Fort Benning marked the 20th anniversary Thursday of Operation Just Cause — the invasion of Panama — with an airborne jump at Fryar Drop Zone.
Armor School Command Sgt. Maj. John Troxell was a tank commander with C Company, 3rd Battalion, 73rd Armor Regiment (Airborne) assigned to the 82nd Airborne Division’s 1st Brigade when then-President George H.W. Bush ordered the operation be carried out Dec. 20, 1989.
At the invitation of Maneuver Center of Excellence, Command Sgt. Maj. Earl Rice, Troxell traveled to Fort Benning from Fort Knox, Ky., to participate in Thursday’s event. It was the first time in 10 years the soldier has leapt from an airplane and the first opportunity in decades he has had to reconnect with the men who fought alongside him in Panama.

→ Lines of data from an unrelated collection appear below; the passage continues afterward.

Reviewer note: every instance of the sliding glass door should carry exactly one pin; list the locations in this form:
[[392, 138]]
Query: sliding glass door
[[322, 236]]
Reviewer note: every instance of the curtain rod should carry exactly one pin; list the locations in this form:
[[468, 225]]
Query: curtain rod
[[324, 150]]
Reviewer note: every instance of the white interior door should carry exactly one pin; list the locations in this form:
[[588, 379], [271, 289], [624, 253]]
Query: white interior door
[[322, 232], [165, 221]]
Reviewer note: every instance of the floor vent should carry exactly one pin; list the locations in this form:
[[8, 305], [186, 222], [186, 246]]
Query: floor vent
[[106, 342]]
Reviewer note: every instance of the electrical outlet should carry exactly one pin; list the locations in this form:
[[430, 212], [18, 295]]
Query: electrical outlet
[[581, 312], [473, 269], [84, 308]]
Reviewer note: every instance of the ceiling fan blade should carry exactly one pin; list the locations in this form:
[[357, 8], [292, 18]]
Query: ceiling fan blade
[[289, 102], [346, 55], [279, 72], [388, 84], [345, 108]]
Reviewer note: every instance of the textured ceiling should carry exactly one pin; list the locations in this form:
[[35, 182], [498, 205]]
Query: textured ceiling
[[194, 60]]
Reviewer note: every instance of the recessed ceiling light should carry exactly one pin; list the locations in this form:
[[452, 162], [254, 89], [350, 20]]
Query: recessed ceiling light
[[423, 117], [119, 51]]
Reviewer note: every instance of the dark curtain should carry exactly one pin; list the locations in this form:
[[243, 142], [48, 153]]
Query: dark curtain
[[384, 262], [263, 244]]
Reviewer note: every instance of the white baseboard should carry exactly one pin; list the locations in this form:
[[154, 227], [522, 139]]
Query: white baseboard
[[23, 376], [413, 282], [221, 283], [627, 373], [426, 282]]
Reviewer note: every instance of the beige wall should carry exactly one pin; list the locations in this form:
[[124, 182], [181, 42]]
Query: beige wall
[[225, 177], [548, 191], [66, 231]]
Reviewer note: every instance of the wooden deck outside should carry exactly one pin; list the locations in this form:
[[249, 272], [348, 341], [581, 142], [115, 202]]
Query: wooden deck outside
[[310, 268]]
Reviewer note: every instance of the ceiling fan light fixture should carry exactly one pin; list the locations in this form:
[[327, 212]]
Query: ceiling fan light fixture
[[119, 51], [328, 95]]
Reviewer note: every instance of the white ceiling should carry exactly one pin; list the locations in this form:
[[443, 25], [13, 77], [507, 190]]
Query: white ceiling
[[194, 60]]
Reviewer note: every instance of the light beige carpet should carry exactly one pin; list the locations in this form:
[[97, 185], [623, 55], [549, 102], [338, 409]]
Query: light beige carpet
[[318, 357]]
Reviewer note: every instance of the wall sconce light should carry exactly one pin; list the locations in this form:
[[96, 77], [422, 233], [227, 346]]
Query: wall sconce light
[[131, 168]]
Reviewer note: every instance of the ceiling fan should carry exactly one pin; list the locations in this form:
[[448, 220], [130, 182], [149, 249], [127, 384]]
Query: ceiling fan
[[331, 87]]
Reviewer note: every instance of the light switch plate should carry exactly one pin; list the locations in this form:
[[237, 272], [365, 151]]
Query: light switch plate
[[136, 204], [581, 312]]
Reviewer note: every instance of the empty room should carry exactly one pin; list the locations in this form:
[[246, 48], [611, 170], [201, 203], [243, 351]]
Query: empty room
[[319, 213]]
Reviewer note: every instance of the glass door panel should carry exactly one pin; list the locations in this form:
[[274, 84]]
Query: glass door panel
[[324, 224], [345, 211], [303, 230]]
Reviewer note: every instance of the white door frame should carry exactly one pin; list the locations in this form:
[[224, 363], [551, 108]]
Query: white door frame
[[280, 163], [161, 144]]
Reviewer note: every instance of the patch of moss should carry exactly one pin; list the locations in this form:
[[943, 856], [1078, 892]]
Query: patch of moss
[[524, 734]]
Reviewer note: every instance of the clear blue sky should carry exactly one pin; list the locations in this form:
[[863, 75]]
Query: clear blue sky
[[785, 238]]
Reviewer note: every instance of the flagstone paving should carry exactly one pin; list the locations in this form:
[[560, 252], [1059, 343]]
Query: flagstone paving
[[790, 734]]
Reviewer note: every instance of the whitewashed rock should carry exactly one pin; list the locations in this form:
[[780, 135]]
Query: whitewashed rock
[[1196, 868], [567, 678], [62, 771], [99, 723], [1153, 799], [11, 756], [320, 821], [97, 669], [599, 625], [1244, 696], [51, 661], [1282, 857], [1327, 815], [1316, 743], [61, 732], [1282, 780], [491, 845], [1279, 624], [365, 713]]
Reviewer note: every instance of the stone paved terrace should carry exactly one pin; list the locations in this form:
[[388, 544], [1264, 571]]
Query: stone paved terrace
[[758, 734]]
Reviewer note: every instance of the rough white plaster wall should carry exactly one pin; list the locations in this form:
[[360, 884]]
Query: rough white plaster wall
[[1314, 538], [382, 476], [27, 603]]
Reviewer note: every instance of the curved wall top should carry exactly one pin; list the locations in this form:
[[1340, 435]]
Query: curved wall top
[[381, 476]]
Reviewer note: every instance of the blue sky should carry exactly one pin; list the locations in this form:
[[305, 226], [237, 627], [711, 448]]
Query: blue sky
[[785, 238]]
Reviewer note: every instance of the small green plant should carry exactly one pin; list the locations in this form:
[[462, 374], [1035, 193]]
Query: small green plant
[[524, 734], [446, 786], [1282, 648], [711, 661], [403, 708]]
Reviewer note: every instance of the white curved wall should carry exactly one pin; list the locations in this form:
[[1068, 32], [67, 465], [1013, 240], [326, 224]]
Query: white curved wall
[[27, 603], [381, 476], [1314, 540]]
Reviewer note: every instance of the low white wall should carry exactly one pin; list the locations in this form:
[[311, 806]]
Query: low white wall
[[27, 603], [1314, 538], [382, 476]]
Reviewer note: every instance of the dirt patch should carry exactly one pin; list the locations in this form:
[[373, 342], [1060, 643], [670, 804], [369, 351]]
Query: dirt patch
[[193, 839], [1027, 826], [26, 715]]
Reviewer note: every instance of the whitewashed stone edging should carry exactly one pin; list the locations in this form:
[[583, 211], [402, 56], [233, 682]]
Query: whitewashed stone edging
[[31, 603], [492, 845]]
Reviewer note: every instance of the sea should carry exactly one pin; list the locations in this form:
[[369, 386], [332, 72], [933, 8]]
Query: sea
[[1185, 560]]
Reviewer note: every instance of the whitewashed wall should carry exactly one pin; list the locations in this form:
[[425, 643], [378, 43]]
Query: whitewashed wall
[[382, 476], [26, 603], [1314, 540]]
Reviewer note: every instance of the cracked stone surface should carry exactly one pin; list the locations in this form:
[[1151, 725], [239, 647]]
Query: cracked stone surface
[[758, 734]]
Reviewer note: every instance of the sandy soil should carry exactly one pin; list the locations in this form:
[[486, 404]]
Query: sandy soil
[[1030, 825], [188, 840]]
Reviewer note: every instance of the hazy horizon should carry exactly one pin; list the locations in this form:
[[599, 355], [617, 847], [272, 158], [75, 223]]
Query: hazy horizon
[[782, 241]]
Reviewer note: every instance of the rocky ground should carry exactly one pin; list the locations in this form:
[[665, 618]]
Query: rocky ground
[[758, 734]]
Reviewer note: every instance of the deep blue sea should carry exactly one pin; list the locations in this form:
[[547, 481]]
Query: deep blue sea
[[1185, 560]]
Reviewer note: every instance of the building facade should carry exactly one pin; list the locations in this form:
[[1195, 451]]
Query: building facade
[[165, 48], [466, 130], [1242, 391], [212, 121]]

“We trained as we fought,” Troxell said. “And the jump during Operation Just Cause and how we fought down there as a combined arms team, it validated that our training was real and that we were hitting it right. It was just so refreshing and exhilarating that when I got back to Fort Bragg, N.C., I said, ‘You know what? I’m part of the best thing going in the world — the United States Army, 82nd Airborne Division — because we fight like we train. And that’s the reason I’m still serving today 27 years and counting because of the experiences in Operation Just Cause.”
Troxell’s battle buddy for the 20th anniversary jump was Sgt. Brian Bingham. Bingham, a recent graduate of Airborne School, was grateful to have been made a part of this tradition.
“You only get opportunities every once in a while to do something different, something special you can always look back on years later and say, ‘I did that with these guys.’”
The invasion of Panama was the first time the military used its special operations forces — Rangers, SEALS and Delta Force — as a single instrument, said Dave Stieghan, Infantry and Fort Benning historian.
The mission, which succeeded, was to capture Panamanian dictator Manuel Noriega, who had hijacked a national election and was trafficking drugs from South and Central America.